The Reject Shop (TRS) is a discount variety retail company, targeting Australian consumers through low price points, bargain-purchasing and convenient shopping locations. The group has 239 stores in Australia, which includes the 18 new stores it added in FY12.
TRS offers a wide variety of general consumer merchandise, with a focus on everyday needs, such as toiletries, cosmetics, homewares, personal care products, hardware, basic furniture, household cleaning products, kitchenware, confectionery and snack food.
The company has two key advantages that many of its mid-to-upper market rivals don’t – a strong AUD benefits earnings due to lower import costs, whilst the substitute nature of its products can appeal to cost-conscious consumers.
After a somewhat disappointing FY11, TRS got itself back on track in FY12. The company grew its net profit by 35.6% on-year, to $21.9 million. The addition of 18 new stores helped sales climb 9.9% over the year, to $555.3 million.
An increase in the amount of stores was not the only reason for the jump in sales; comparable store sales grew 0.5% over the year, with a 3.2% jump in the second half.
The group’s balance sheet is also in a healthy position. TRS was able to reduce its debt by $16.9 million in FY12, while increasing free cash flow from $1 million in FY11 to $25.2 million in FY12.
A strong Aussie dollar combined with a reduction in shipping costs saw the company’s gross margin rise from 38.9% in FY11, to 44.1% in FY12.
Australian retailers have been operating in an extremely challenging consumer environment, but we could be seeing a return to better conditions.

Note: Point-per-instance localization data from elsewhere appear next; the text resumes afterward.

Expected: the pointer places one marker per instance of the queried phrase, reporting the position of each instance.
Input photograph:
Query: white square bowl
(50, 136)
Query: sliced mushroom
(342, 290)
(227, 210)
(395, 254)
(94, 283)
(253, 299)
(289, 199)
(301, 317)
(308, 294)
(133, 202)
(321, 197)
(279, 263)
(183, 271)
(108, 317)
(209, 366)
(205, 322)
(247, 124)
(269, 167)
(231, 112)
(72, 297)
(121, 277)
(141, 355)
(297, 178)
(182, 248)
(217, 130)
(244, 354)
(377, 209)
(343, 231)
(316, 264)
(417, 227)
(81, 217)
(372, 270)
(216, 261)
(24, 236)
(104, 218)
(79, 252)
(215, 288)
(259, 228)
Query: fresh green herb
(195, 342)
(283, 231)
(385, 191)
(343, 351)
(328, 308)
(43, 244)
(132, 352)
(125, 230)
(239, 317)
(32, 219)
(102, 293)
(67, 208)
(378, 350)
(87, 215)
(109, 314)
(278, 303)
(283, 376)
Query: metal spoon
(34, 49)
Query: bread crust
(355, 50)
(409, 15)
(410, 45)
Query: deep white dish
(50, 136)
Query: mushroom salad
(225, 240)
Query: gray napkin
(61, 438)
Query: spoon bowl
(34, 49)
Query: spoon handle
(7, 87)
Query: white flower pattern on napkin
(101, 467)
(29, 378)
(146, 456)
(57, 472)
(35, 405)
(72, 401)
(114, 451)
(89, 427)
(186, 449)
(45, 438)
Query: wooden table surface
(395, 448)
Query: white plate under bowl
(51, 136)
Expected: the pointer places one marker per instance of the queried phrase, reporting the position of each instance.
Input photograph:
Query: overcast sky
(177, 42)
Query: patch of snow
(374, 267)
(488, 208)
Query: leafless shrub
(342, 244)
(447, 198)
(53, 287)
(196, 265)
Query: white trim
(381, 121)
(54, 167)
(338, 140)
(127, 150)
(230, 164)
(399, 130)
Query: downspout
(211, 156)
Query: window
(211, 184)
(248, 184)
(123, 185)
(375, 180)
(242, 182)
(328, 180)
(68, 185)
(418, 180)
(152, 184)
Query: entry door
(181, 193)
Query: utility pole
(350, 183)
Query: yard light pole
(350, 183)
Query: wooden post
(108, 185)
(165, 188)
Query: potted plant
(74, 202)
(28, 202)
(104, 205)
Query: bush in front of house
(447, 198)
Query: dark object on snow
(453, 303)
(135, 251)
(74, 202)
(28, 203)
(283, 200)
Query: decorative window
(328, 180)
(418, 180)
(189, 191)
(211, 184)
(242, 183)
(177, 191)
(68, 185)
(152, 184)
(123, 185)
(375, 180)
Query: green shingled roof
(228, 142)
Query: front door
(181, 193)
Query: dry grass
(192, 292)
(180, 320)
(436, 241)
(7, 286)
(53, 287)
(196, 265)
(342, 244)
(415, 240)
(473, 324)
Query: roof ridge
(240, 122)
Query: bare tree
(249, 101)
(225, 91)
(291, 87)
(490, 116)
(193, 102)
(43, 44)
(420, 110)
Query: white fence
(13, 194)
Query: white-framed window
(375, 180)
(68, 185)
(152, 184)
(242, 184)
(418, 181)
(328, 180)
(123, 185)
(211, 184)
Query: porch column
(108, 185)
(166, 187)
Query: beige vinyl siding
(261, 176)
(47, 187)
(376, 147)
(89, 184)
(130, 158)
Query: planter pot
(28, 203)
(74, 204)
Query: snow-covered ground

Last week saw the release of the Westpac Consumer Sentiment survey, which showed the consumer sentiment index rising 5.2% to 104.3. It is the highest level the index has been at in 19-months, and the first time over 100 in nine months. A reading above 100 indicates that more consumers are optimistic about the economy than pessimistic.
The main reason for the uplift in the consumer confidence is likely the recent series of rate cuts, and yesterday’s release of the RBA’s minutes from the October meeting did flag the possibility of further interest rates cuts in the coming period, which in turn could see a further increase in confidence.
TRS’s FY12 results were impressive on several fronts. The group was able to grow sales on a comparable basis, improve its margins, increase its free cash flow, record a huge jump in profit, all while paying back $16.9 million in debt.
The recent pickup in consumer confidence could not have come at a more perfect time, with the busy Christmas season just around the corner. Whilst the company declined to provide any specific guidance for FY13, we feel that with the addition of 17 new stores before Christmas, strong sales growth is all but assured.
Overall we see continued growth for TRS, which should hopefully translate to further share price appreciation.